In those instances, outside agencies have provided the canines to the district.
However, 19-month old German Shepard Blitz is the first such trained canine purchased by the school administration for random searches of classrooms and kids’ books and bags.
San Diego High Principal of International Studies Carmen Garcia's explanation of the process conflicted with the current district drug search policy.
Garcia told parents that Blitz has visited two campuses with her school's complex - Business and Leadership and Science and Technology - and targeted classrooms that had been randomly selected.
“The principal goes into the room and says everyone could you step out of the room for a moment,” Garcia said.
When NBC 7 reporter Dave Summers pointed out that SDUSD policy states children must leave the classroom and their belongings voluntarily, not by demand, Garcia and Littlejohn did not respond.
The contradiction was not addressed.
Littlejohn said San Diego High School led the district in calls for service regarding drug activity in the 2013-2014 school year.
Several parents were concerned about lack of respect for students' rights.
“I just don't think it is a healthy environment. It seems like a continuation of militarizing our schools, one parent said.

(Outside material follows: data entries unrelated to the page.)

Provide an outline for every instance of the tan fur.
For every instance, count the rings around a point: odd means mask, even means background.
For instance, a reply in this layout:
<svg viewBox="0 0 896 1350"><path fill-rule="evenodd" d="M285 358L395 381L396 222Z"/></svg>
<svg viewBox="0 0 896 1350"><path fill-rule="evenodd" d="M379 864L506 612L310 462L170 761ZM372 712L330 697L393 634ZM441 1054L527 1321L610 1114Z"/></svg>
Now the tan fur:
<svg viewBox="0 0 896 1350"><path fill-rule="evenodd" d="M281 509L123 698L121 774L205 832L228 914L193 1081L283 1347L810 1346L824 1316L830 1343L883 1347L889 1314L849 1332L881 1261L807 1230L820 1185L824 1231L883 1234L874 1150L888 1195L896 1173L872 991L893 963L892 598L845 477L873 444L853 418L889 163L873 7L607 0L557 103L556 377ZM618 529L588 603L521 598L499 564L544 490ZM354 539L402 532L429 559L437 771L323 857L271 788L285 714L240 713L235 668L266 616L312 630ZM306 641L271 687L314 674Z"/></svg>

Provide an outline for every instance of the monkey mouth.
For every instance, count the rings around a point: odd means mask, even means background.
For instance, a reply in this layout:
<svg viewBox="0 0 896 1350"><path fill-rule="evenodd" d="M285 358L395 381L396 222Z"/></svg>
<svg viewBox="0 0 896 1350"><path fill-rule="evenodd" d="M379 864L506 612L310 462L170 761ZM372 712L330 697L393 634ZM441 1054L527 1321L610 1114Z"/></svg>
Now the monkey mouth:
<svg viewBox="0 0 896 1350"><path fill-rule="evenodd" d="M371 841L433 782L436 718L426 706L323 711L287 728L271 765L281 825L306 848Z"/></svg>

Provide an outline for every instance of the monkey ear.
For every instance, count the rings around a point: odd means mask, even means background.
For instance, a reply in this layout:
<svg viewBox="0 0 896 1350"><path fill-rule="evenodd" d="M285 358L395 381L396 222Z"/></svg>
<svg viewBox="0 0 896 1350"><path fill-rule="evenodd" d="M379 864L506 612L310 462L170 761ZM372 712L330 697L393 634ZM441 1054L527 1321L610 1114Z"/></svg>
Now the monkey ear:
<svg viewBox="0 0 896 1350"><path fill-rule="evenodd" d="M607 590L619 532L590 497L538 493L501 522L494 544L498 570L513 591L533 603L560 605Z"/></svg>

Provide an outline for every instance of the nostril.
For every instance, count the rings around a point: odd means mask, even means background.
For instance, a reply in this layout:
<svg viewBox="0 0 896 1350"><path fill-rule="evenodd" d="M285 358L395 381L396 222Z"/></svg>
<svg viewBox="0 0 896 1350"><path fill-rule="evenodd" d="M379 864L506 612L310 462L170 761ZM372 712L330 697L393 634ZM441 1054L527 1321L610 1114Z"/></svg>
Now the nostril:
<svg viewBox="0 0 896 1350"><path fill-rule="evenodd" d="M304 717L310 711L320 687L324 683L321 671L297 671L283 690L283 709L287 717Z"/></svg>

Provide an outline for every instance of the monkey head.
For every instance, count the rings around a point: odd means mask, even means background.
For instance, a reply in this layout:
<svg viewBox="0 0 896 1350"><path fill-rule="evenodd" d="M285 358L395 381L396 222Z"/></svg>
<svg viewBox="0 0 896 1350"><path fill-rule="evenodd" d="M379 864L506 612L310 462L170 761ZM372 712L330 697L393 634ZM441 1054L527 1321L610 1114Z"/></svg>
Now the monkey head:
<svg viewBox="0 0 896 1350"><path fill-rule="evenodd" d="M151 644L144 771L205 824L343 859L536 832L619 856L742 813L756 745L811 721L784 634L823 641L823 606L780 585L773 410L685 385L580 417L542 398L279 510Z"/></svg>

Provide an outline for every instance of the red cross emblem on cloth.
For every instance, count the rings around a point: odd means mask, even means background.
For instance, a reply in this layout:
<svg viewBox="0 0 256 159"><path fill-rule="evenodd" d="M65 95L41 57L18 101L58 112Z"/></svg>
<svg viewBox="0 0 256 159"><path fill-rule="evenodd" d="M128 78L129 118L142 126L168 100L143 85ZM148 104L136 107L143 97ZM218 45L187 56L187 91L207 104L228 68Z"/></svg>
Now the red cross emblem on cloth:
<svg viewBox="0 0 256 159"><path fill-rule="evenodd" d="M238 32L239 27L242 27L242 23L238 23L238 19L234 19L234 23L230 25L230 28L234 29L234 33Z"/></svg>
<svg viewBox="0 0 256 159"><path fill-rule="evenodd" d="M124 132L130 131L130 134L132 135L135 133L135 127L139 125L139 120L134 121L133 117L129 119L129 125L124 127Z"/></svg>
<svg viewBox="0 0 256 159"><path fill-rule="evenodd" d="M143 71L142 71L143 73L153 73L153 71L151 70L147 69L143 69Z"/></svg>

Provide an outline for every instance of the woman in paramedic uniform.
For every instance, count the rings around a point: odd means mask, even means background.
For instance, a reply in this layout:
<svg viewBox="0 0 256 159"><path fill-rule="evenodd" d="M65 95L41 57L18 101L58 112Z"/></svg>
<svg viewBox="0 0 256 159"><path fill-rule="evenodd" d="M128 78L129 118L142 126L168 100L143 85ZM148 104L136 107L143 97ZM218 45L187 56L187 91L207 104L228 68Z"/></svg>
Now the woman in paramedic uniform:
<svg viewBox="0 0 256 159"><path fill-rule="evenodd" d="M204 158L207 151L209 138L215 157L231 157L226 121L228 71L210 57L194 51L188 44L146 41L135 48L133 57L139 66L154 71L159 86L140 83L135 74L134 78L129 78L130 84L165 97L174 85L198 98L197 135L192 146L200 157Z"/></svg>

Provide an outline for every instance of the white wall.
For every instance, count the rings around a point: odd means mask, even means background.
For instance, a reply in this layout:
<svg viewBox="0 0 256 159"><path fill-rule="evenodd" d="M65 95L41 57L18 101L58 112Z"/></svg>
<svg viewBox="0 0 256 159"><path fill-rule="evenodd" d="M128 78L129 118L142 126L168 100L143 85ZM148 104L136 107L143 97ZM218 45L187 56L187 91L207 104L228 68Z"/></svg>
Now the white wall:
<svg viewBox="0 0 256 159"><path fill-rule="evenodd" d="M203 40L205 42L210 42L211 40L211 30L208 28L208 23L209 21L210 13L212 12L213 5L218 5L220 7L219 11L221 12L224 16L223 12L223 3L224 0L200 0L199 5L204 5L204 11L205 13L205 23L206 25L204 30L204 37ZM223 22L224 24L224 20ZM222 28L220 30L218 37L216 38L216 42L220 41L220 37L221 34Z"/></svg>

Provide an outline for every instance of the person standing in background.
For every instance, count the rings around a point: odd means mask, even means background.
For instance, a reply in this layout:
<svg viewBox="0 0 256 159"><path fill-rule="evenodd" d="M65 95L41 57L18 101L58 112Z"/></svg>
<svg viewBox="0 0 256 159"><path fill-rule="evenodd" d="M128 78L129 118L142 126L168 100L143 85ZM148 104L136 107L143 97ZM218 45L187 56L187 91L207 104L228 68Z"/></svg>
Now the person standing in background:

“If it's supposed to be a deterrent then why don't you tell people what's going to happen. How can you make a deterrent and keep it a secret that's counterproductive,” parent Ernie Villafranca asked.
Parent Brett Pickering asked, “Is there any data that says having dogs on campus improves the safety perception of students."
Pickering also pointed out that an email notifying parents of the new policy included no point of contact at San Diego High School for those parents who may have had questions or concerns. Out of courtesy NBC7 approached Principal Garcia at the end of the meeting and asked if she knew the current drug search policy, she replied let's just say we all need better clarification about this program.
Garcia pointed out that the complex serves 2600 students with four separate campuses.
“This is an effort that all four administrators on this campus decided to embrace in an attempt to make our campus safe,” Garcia said.
District Trustee Richard Barrera, who attended the meeting, said it was the superintendent’s decision to purchase Blitz on the recommendation of the district's principals.
There is no outside oversight of the program the only people who will know when and how the dog is used are the principals and police.
Barrera suggested a task force be created including educators, police, parents and students to get involved in the policy.